Liberia is participating in this year’s Global Heads of State, Education ministers, and stakeholders currently taking place in London; Liberia Education Minister Prof. Ansu Sonii is in attendance representing Liberia with its key technical partner Bridge Liberia and others.
The famous Education World Forum (EWF) is an annual conference that brings together education ministers and stakeholders from around the world to discuss how their countries’ educational systems are performing and to debate methods for improving outcomes.
Since the pandemic, the event has been postponed, therefore making EWF 2022 a significant one not just because of the vast number of political and intellectual leaders in attendance, but because of the theme and focus of the discussions – Education: advancing together; stronger, braver, better.
Liberia will be one of the most significant countries at this year’s Education World Forum because the Liberian government has executed an education transformation initiative called the Liberian Education Advancement Program (LEAP) to provide improved prospects for the country’s education sector.
Many governments are looking for new solutions to help them not only re-build their education systems and combat the learning losses that have impacted their populations, but also to help them rebuild better, putting in place systems that drive learning and enable success, and Liberia is one of them.
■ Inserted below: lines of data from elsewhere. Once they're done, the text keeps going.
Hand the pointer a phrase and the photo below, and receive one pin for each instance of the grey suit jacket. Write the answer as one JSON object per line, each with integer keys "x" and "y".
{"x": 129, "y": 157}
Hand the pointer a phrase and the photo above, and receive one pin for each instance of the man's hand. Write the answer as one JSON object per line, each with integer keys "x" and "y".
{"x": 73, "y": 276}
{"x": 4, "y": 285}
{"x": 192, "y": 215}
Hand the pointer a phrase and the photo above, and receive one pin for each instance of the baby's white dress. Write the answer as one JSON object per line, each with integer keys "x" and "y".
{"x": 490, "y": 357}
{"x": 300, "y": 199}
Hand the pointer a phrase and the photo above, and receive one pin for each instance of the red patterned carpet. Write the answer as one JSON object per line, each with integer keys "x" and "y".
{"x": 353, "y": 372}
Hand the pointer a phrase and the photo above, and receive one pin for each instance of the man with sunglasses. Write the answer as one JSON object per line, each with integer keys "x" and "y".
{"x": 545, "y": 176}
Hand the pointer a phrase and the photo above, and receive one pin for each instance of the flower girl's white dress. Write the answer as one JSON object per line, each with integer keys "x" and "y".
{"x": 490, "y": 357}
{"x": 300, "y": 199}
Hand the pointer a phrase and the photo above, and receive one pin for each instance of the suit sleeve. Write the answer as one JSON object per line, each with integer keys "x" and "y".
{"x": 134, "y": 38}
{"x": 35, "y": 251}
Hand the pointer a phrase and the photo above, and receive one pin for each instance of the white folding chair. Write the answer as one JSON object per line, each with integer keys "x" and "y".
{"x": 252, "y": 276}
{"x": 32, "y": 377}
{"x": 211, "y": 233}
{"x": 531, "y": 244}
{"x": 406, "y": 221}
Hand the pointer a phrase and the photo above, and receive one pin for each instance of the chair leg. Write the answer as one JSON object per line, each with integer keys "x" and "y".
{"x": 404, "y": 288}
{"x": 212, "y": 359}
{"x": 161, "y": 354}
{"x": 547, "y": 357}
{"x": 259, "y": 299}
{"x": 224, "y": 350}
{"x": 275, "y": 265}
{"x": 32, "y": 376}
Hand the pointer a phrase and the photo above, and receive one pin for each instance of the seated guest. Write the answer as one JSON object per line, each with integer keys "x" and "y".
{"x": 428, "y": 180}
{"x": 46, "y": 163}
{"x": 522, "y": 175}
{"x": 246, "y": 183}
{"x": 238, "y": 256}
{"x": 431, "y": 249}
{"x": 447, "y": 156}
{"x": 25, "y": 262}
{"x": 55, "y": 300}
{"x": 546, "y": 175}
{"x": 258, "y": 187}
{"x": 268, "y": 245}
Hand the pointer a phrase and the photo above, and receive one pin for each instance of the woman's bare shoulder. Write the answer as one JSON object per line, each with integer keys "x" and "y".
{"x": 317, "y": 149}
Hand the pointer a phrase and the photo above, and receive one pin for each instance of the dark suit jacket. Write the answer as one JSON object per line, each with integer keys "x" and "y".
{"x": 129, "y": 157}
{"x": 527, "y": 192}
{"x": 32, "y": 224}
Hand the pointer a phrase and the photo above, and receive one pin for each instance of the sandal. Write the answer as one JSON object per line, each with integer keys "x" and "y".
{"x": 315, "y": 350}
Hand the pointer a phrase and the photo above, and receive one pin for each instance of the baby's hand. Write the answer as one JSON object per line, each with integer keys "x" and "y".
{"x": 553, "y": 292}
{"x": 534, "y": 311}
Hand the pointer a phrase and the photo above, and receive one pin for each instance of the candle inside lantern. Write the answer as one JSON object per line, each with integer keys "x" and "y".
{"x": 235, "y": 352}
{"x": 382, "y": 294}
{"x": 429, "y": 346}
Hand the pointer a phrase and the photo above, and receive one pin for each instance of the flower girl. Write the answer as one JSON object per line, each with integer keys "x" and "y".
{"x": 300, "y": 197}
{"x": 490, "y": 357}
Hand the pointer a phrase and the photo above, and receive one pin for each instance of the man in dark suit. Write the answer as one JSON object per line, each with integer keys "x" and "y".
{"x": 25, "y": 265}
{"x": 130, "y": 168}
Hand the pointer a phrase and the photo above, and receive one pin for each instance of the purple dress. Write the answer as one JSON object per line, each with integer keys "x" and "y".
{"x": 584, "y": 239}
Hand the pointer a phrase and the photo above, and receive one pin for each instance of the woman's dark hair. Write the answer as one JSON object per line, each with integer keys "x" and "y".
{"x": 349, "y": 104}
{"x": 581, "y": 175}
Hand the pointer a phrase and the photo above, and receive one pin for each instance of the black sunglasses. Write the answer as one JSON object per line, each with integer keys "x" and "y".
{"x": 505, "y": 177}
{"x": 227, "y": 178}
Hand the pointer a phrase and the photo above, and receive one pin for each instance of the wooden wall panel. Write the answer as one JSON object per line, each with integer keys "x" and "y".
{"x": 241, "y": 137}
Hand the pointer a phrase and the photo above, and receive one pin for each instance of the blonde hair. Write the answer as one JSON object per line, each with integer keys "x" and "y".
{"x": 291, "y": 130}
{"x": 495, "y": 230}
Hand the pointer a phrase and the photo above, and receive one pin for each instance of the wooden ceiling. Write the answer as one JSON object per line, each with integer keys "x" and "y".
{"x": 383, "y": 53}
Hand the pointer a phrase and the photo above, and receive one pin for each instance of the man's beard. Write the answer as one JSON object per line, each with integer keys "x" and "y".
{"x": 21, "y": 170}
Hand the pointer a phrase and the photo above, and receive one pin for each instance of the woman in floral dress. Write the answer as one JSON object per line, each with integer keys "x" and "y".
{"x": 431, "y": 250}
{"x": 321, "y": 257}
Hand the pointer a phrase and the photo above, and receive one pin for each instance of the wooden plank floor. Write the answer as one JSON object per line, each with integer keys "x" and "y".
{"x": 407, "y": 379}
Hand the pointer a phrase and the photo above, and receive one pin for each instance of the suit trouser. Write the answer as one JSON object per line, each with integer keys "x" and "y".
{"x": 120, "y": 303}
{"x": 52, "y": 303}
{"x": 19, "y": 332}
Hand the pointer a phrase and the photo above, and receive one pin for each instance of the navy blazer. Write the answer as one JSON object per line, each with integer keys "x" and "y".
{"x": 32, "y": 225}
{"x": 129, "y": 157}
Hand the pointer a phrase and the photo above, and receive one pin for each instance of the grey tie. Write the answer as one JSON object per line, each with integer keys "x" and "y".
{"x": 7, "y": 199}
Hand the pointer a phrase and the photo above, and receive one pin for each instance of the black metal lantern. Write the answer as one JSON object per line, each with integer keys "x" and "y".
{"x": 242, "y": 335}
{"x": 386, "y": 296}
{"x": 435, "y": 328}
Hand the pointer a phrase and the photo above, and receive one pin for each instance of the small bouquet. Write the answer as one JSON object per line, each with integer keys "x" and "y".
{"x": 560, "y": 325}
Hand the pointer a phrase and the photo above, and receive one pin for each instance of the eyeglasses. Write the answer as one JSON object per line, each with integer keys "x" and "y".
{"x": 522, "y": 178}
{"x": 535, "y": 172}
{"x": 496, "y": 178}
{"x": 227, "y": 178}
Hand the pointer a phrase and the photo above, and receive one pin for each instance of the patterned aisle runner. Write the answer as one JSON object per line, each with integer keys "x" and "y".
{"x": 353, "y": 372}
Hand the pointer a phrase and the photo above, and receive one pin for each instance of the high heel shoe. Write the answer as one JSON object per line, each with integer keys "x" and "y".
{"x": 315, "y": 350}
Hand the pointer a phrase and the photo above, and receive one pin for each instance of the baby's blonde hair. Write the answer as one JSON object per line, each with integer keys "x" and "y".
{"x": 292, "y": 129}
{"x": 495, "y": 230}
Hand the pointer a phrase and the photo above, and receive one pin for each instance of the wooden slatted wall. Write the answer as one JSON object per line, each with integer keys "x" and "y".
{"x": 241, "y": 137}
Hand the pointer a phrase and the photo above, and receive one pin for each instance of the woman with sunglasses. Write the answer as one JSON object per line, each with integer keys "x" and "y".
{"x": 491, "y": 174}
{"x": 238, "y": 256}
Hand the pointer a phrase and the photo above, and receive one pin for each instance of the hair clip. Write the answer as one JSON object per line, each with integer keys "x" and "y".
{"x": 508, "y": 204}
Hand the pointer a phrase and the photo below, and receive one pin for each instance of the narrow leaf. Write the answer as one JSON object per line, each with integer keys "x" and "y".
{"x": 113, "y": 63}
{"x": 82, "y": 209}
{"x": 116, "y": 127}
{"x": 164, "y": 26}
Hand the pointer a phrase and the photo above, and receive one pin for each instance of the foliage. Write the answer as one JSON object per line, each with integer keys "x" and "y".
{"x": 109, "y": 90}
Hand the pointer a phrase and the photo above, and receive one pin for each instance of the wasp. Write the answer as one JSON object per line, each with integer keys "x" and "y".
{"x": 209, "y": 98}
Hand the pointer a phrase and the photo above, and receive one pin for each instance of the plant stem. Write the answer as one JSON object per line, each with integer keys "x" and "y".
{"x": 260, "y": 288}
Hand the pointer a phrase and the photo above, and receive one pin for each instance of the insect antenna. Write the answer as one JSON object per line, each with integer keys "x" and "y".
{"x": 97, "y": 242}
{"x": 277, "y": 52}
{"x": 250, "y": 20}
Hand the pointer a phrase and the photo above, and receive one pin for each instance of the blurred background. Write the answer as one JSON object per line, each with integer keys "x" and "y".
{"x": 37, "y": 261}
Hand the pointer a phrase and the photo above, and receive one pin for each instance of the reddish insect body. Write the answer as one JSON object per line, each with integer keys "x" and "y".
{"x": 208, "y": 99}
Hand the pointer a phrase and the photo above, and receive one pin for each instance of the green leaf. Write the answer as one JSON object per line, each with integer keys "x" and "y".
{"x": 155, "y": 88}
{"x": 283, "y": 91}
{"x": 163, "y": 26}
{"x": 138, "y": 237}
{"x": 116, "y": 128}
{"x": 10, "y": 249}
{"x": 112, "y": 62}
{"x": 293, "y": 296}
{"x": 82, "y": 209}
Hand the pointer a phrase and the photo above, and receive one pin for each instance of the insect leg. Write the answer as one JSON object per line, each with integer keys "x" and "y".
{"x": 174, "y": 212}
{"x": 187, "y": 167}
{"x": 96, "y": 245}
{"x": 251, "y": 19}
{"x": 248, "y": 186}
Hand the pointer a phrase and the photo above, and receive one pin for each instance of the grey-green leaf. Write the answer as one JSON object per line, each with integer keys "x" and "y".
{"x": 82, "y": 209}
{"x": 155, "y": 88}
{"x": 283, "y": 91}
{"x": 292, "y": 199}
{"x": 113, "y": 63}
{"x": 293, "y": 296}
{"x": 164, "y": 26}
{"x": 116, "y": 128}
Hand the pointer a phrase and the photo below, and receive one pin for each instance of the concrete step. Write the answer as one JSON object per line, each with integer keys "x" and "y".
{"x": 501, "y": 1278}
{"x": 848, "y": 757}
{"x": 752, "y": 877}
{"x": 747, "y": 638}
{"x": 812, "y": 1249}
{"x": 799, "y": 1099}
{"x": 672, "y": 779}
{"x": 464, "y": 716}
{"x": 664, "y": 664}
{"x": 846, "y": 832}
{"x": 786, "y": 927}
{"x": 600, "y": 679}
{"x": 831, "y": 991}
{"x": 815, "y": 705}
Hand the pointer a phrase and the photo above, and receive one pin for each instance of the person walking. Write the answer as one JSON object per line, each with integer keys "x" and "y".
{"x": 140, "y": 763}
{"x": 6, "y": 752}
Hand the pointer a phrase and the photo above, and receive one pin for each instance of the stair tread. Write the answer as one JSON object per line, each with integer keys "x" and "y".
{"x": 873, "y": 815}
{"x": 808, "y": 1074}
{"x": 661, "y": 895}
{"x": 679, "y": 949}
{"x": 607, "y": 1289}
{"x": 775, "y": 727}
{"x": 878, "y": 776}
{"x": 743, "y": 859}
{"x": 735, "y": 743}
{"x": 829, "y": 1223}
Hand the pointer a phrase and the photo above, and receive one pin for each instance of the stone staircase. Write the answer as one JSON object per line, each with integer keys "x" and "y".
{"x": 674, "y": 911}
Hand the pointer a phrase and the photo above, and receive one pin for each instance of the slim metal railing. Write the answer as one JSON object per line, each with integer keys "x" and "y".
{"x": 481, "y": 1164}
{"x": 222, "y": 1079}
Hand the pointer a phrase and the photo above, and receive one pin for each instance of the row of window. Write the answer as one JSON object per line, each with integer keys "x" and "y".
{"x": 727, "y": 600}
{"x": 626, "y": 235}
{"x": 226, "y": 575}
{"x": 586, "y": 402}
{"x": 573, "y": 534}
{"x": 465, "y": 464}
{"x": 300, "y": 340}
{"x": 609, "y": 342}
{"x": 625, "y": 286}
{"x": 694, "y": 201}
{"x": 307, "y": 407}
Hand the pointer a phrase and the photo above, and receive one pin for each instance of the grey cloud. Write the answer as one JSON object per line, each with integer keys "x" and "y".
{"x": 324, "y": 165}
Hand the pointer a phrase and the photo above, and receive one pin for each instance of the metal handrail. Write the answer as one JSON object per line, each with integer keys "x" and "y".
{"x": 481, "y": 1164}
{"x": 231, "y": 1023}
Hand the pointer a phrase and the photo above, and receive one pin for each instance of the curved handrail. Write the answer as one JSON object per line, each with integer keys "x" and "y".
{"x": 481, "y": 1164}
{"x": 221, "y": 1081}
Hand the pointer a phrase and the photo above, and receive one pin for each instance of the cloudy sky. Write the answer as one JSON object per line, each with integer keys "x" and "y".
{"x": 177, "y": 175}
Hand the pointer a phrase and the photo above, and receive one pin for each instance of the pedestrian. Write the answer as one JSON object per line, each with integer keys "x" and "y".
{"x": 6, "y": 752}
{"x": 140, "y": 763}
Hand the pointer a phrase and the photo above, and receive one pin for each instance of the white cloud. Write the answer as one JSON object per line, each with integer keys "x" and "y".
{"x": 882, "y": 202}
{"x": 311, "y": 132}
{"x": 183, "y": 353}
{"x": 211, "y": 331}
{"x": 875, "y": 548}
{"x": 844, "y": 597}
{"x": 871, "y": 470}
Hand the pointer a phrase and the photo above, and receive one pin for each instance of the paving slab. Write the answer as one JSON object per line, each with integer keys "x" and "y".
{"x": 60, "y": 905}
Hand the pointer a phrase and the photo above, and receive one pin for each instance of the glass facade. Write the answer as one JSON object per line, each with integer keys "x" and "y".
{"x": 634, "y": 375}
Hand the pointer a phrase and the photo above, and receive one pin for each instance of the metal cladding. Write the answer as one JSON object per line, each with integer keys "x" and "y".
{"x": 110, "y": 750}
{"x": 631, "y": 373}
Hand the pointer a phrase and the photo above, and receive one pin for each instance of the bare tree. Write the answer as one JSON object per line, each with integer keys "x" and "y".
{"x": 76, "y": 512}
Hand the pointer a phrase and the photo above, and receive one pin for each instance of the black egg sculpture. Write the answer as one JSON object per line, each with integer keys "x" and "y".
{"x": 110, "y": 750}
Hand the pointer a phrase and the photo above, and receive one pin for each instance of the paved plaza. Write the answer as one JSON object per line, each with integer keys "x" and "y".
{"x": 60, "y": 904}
When a World Bank report revealed that half of all children in low and middle-income countries are in “Learning Poverty,” defined as a child who cannot read or understand a simple text by the age of 10, and that the situation is even worse in Sub-Saharan Africa, where a shocking 90% of 10-year-olds cannot read at this basic level, governments like the Liberian Government realized that only an innovative approach to education could bring about the desired change.
The Liberian Government led the way in Africa by attracting private sector partners to the country in order to help reinvigorate its education system and partners like Bridge Liberia are working with the government to overcome gaps in education learning across Liberia’s counties.
Bridge Liberia is focused on helping the Liberian Government achieve SDG4, the UN goal of quality education by supporting improvements in the public primary education system. Bridge operates as part of the LEAP program supporting 350 public primary schools across the country accounting for 64% of the overall program.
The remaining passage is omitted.